Beginners will find this mostly flat, mostly wide, mostly smooth trail very welcoming. Small rocky sections, occasional log-overs, and a few short, punchy climbs offer challenges waiting to be mastered. Expert riders will want to try the “mosaic jump.” There is a BMX-style optional fun loop with lots of rollers. A new, more technical trail parallels part of the north end of the main Sycamore Trail and offers tighter trees, dips, turns, and roots.
This trail system is an urban gem — tight trails twisting through lush woodland in the heart of the city. This 10-plus-mile system of singletrack is named for its location in the center of the Des Moines metro and its proximity to the Des Moines Art Center and the former Science Center of Iowa.
Hillside is a web of climbs and descents, switchbacks, log-overs, and bridges. Roller coaster rides just like its namesake but with wooden bridges in the valleys to test your nerves as you try to carry speed for the next uphill.
J-11 is a friendly little trail to enjoy when riding between the northern trails and the southern trails.
Dehnman’s Woods is the longest section within the center trails and has some features including: log piles, ramps, roots, tight trees, roots and tight trees together, a 30 ft beam 4 ft high above a ravine, and even an upended tractor tire. Though not designed for beginners, it is a favorite among beginners because of the b-lines around the major features and the relatively flat terrain.
Squirrel’s Nest and Rhythm offer two more loops similar to Denmans south of the railroad track.
The entire area is small enough that you don’t have to worry about getting too lost. Each trail eventually comes out to a paved trail which will lead you back to the main parking lot.
The trails at Banner are the most fun and feared trails in central Iowa. The Banner Lakes are located on the remains of an old strip mine. Most of the trails are cut into the piles of overburden (mined waste rock) that sit between the many bodies of water. Most of the trails require moderate skills, with advanced sections challenging the more advanced riders. There are no flat spots on the Northern sections and you will always find yourself blind to what is around the next corner. If you are not going up or down, you are probably going around a tight banked corner. Very often you will experience at least two direction changes at once while trying to get a grip on loose soil. This landscape simply does not belong in central Iowa, but we are all glad it exists. You will hate this trial on your first ride, but will love it after your second.
Extra Credit is located between the two parking lots. This section makes single-speeders cry while others laugh. Plenty of climb for a short section, with dissents requiring some speed to make the next ridge.
Oh, there is beginner’s trail (Riverside) on the south side of the main lake and is great for kids or for adding a recovery mile to your ride.

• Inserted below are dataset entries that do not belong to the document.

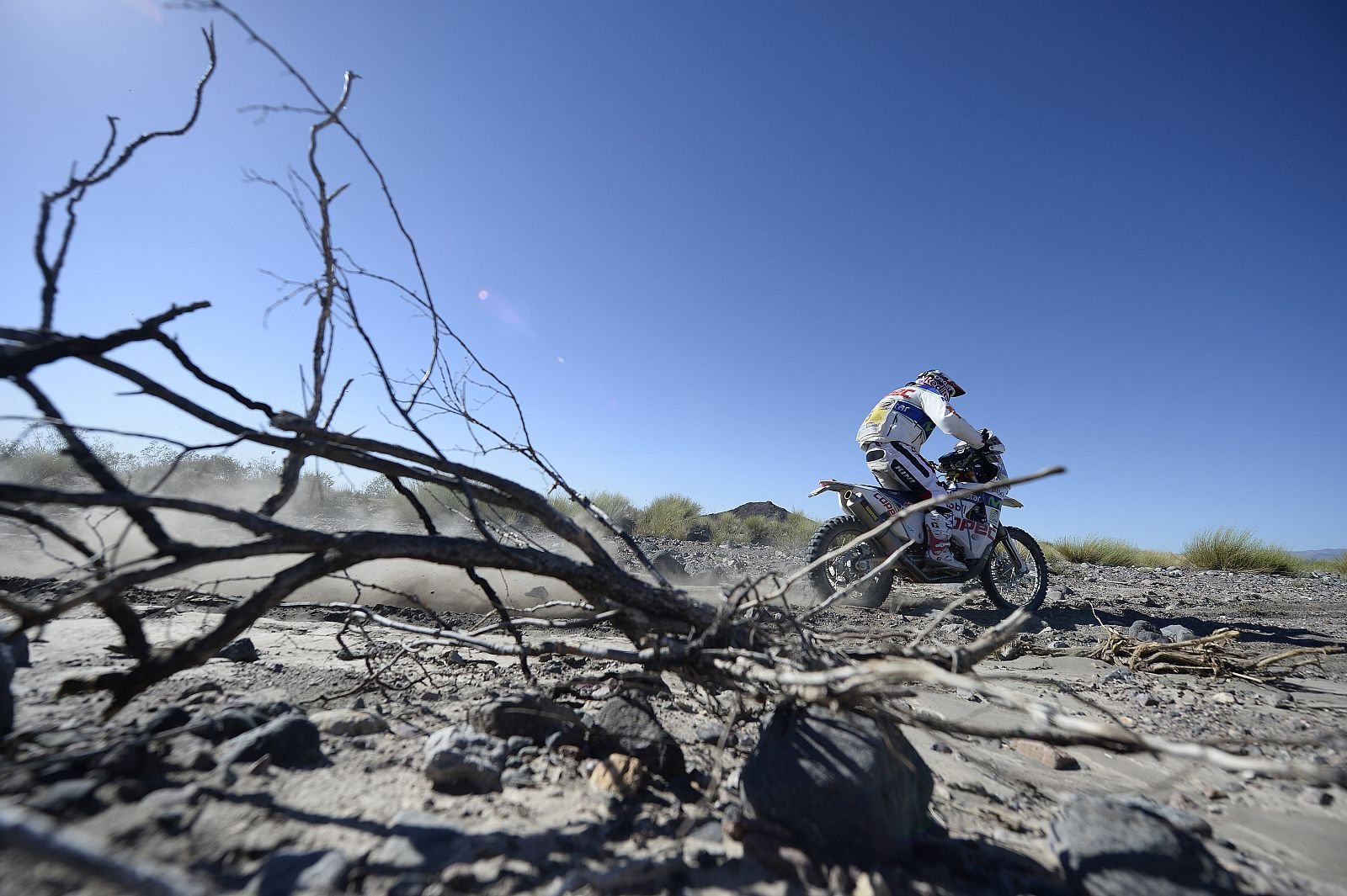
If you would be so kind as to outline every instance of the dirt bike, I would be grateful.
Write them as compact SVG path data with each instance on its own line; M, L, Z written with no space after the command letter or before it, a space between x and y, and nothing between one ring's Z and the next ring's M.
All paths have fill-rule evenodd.
M989 483L1005 478L999 455L968 445L943 455L938 461L940 484L955 490L970 483ZM902 545L911 546L889 569L861 584L847 596L847 603L859 607L880 607L888 599L894 580L927 584L952 584L981 580L987 597L1002 609L1037 609L1048 593L1048 562L1043 549L1029 533L1001 525L1002 507L1022 507L1008 498L1009 488L994 488L944 505L950 515L950 549L968 569L967 572L939 570L925 562L925 526L923 514L912 514L878 535L859 541L861 535L884 519L915 503L919 495L880 486L858 486L824 479L810 496L832 491L838 495L843 514L819 526L810 539L808 560L857 542L853 550L830 560L810 573L814 587L831 595L863 577L896 553Z

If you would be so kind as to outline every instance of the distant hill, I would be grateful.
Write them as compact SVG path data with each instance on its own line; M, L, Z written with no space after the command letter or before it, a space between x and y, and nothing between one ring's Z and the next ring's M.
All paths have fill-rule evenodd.
M1344 548L1321 548L1319 550L1293 550L1290 552L1297 557L1304 557L1305 560L1336 560L1347 553Z
M748 517L766 517L773 522L781 522L791 515L791 511L785 507L777 507L770 500L750 500L746 505L740 505L734 510L722 510L722 514L734 514L740 519ZM704 517L719 517L719 514L703 514Z

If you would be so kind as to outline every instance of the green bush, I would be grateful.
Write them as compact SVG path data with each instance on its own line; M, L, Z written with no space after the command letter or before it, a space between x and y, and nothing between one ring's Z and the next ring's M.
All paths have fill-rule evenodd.
M1063 560L1072 564L1094 564L1096 566L1145 565L1141 562L1141 549L1122 538L1079 535L1075 538L1059 538L1049 542L1049 545Z
M1249 529L1231 526L1203 530L1183 550L1188 562L1200 569L1293 574L1307 565L1289 550L1258 541Z
M687 538L702 505L687 495L660 495L636 515L636 534Z
M636 527L638 511L626 495L616 491L595 491L590 495L590 503L602 510L618 529L632 531Z

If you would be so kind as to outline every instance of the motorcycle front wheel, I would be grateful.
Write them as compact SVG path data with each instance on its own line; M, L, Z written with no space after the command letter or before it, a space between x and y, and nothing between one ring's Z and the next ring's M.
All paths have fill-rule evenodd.
M1048 561L1033 535L1006 526L982 568L982 589L1001 609L1037 609L1048 595Z
M834 517L819 526L814 538L810 539L808 561L812 564L819 557L855 541L866 531L867 529L851 517ZM885 557L876 550L873 544L862 541L854 549L834 557L818 569L810 570L810 581L820 597L828 597L865 576L884 560ZM842 600L855 607L881 607L892 589L893 569L885 569L878 576L866 580L855 591L849 592Z

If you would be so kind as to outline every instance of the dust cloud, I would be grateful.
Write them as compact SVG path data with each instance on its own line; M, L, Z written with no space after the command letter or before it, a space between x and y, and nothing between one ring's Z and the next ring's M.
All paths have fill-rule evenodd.
M0 460L0 479L26 482L31 470ZM36 483L34 483L36 484ZM132 484L147 487L145 482ZM55 487L70 488L70 483ZM156 494L201 500L232 510L256 510L271 495L275 482L232 479L211 482L199 475L174 475ZM256 537L241 526L183 511L155 511L164 530L174 538L203 546L228 546L255 541ZM276 517L299 527L337 531L388 531L400 534L424 533L409 511L395 502L364 499L350 491L303 494ZM63 513L57 522L101 553L109 565L124 569L155 565L154 549L144 534L121 511L74 509ZM590 521L593 522L593 521ZM435 519L445 535L478 537L465 519L445 513ZM597 527L586 526L591 531ZM598 533L595 533L598 534ZM581 560L578 549L550 533L535 535L537 546L572 560ZM277 554L241 561L226 561L197 566L186 574L152 578L145 588L186 588L202 593L247 596L261 588L277 572L299 562L304 554ZM43 533L15 521L0 518L0 576L28 578L84 577L79 553L50 533ZM504 573L481 569L480 574L492 585L501 601L516 611L536 607L544 601L581 601L574 589L552 578L528 573ZM311 583L291 597L291 601L350 601L362 604L407 605L420 601L436 612L463 612L484 615L492 612L490 603L467 576L457 568L416 560L377 560L358 564L346 573ZM568 615L564 607L548 608L546 615Z

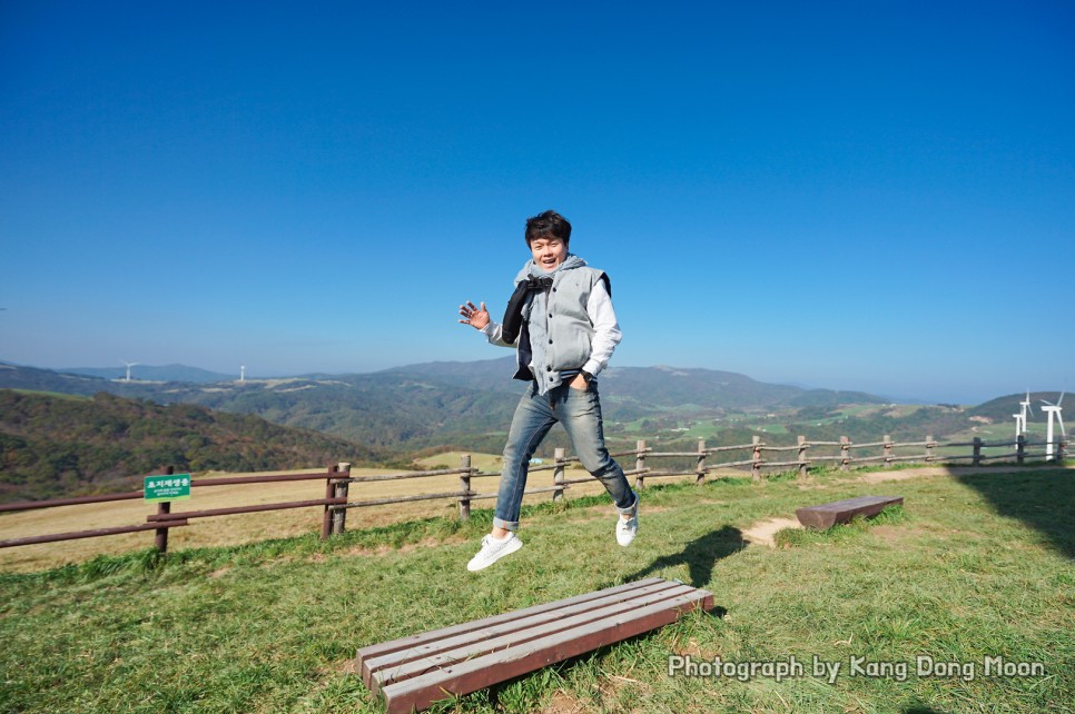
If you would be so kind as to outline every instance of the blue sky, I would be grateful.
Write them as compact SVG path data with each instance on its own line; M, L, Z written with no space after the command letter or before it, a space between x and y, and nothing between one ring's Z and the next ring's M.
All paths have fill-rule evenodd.
M1073 8L9 0L0 359L502 356L555 208L613 367L1072 387Z

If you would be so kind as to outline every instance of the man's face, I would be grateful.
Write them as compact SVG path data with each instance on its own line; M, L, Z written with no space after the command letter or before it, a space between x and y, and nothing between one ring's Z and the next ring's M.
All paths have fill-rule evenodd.
M552 272L568 257L568 246L559 238L535 238L530 241L534 264L545 272Z

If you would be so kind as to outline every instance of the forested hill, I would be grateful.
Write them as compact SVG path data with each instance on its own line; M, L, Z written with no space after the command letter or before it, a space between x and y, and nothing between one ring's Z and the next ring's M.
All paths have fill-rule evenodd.
M161 466L277 470L378 458L351 442L252 415L103 393L0 389L0 502L137 489L140 475Z

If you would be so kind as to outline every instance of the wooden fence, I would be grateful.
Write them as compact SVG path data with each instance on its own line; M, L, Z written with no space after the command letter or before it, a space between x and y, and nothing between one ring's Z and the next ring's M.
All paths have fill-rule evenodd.
M172 468L164 469L162 475L170 475ZM343 515L339 512L329 510L331 506L338 506L346 503L346 498L338 496L338 484L342 479L351 476L351 464L339 464L329 466L322 474L259 474L257 476L230 477L230 478L194 478L190 480L191 494L196 488L207 488L211 486L229 486L237 484L270 484L288 480L324 480L325 497L312 500L290 500L275 504L258 504L256 506L237 506L234 508L214 508L209 510L184 510L171 513L171 502L157 504L157 513L146 517L147 523L117 526L114 528L95 528L90 530L75 530L69 533L53 533L41 536L28 536L24 538L10 538L0 541L0 548L11 548L20 545L34 545L38 543L58 543L60 541L76 541L79 538L96 538L99 536L119 535L122 533L138 533L141 530L154 532L154 546L161 553L168 549L168 530L189 525L191 518L210 518L214 516L229 516L240 513L259 513L265 510L284 510L288 508L308 508L320 506L324 509L322 518L322 537L327 538L333 533L343 533ZM344 489L346 493L346 488ZM121 494L106 494L102 496L80 496L77 498L53 498L51 500L23 500L12 504L0 504L0 513L11 513L19 510L33 510L38 508L57 508L59 506L78 506L83 504L99 504L115 500L134 500L145 498L141 490L130 490Z
M799 476L806 476L811 467L832 465L841 470L848 470L854 466L866 466L881 464L886 468L898 463L925 463L925 464L956 464L969 462L973 466L979 466L986 462L1007 460L1017 464L1028 463L1029 460L1052 459L1056 464L1063 464L1068 444L1066 440L1054 442L1055 454L1047 456L1046 450L1036 453L1032 447L1047 447L1047 442L1032 442L1024 436L1019 436L1013 444L1012 442L983 442L975 437L970 442L937 442L931 436L927 436L921 442L894 442L889 436L885 436L879 442L867 444L855 444L847 437L840 437L838 442L809 442L805 436L799 436L797 443L791 446L770 446L760 436L755 436L750 444L738 444L731 446L707 446L704 439L698 440L698 446L691 452L657 452L648 446L644 440L639 440L635 448L629 452L613 454L618 459L633 457L634 468L624 469L627 476L634 477L635 488L644 488L648 480L653 478L665 478L672 476L693 476L697 484L706 480L710 474L718 472L728 473L729 469L750 473L755 479L760 480L767 472L798 472ZM970 448L969 454L941 454L940 449ZM913 449L914 453L908 453ZM987 449L1003 449L999 453L987 454ZM737 452L742 453L744 458L737 458ZM793 454L792 454L793 453ZM771 456L770 456L771 455ZM769 456L769 457L767 457ZM791 458L789 458L790 456ZM722 460L730 458L730 460ZM669 459L682 465L690 463L689 468L653 468L654 459ZM552 470L553 478L551 486L527 488L525 495L551 493L553 500L564 497L568 489L573 484L592 482L592 477L566 478L568 466L576 463L578 457L566 456L564 449L555 449L555 458L552 464L531 465L530 474ZM622 460L621 460L622 463ZM167 469L168 474L171 469ZM401 480L408 478L430 478L434 476L458 475L460 484L457 490L416 494L412 496L395 496L388 498L371 498L365 500L349 500L351 484L366 484L386 480ZM476 480L484 478L499 477L496 472L480 472L471 466L470 455L460 457L458 468L446 468L438 470L406 472L401 474L384 474L377 476L352 476L349 464L329 466L324 473L319 474L263 474L252 477L231 478L198 478L191 480L191 492L195 488L211 486L236 485L236 484L265 484L273 482L288 480L324 480L325 496L310 500L294 500L276 504L260 504L256 506L238 506L233 508L215 508L210 510L186 510L171 512L170 503L161 503L157 506L157 513L147 517L146 524L119 526L115 528L98 528L93 530L79 530L73 533L57 533L45 536L30 536L24 538L12 538L0 541L0 548L14 547L20 545L31 545L36 543L55 543L59 541L72 541L76 538L91 538L97 536L116 535L120 533L135 533L140 530L152 530L155 535L154 545L160 552L168 548L168 530L189 525L193 518L208 518L215 516L227 516L240 513L257 513L266 510L280 510L286 508L322 508L322 538L329 535L343 533L346 529L347 512L352 508L365 508L372 506L385 506L391 504L411 503L417 500L438 500L452 499L458 502L460 518L465 519L471 515L471 503L487 498L495 498L496 492L475 490L473 486ZM127 500L144 498L141 490L128 492L122 494L109 494L103 496L85 496L79 498L59 498L40 502L20 502L0 505L0 513L30 510L33 508L52 508L57 506L71 506L79 504L103 503L110 500Z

The newest trail in town is in Phase 2 of construction. Ewing park is home to many recreational activities and now has several miles of great professionally designed trails. Currently about 5 miles have been cut into this jungle. This trail has several sections to choose from; all include a good deal of moderate climb, and give a different experience in each direction. Anyone can spend hours enjoying this trail system and more is to come! The tread is 90% fantastic with a few soggy areas to watch out for. These muddy areas will soon feature wooden boardwalks for your pleasure. If you have not given it a chance, you should, and while you are riding help us come up with section names. Keep your ears open for more trail work days to be scheduled this year.
The trail is 7 miles of single track with 1300 feet of climbing laid out over 200 acres of wooded ravine and creek crossings on the backside of the Seven Oaks ski hill. This is the best climbing workout in central Iowa: long climbs, short climbs, steep climbs, climbing turns, technical switchbacks. And with climbs come descents and place names such as “Deadman’s Curve/187″ and “G-drop.”
Although it is one single lap, the paths of off-camber soil punctuated with natural roots wrap back and forth on themselves over and over until you aren’t sure if you’ve ridden that section earlier in the lap or not.
$4 daily riding fee. Season passes available. Helmets are required. Tent camping and showers available.
The Lake Ahquabi course is fast and open with quite a bit of variety. A large portion of the trail is wide double track which is open to cross country skiing and snowmobiling; additional sections ride through the open, right along the the lake shore; and wooded single track runs up and down lung-busting hills. Surfaces include dirt, gravel, wooden bridges, grass fields, and even an old asphalt road, overgrown and decaying in the woods.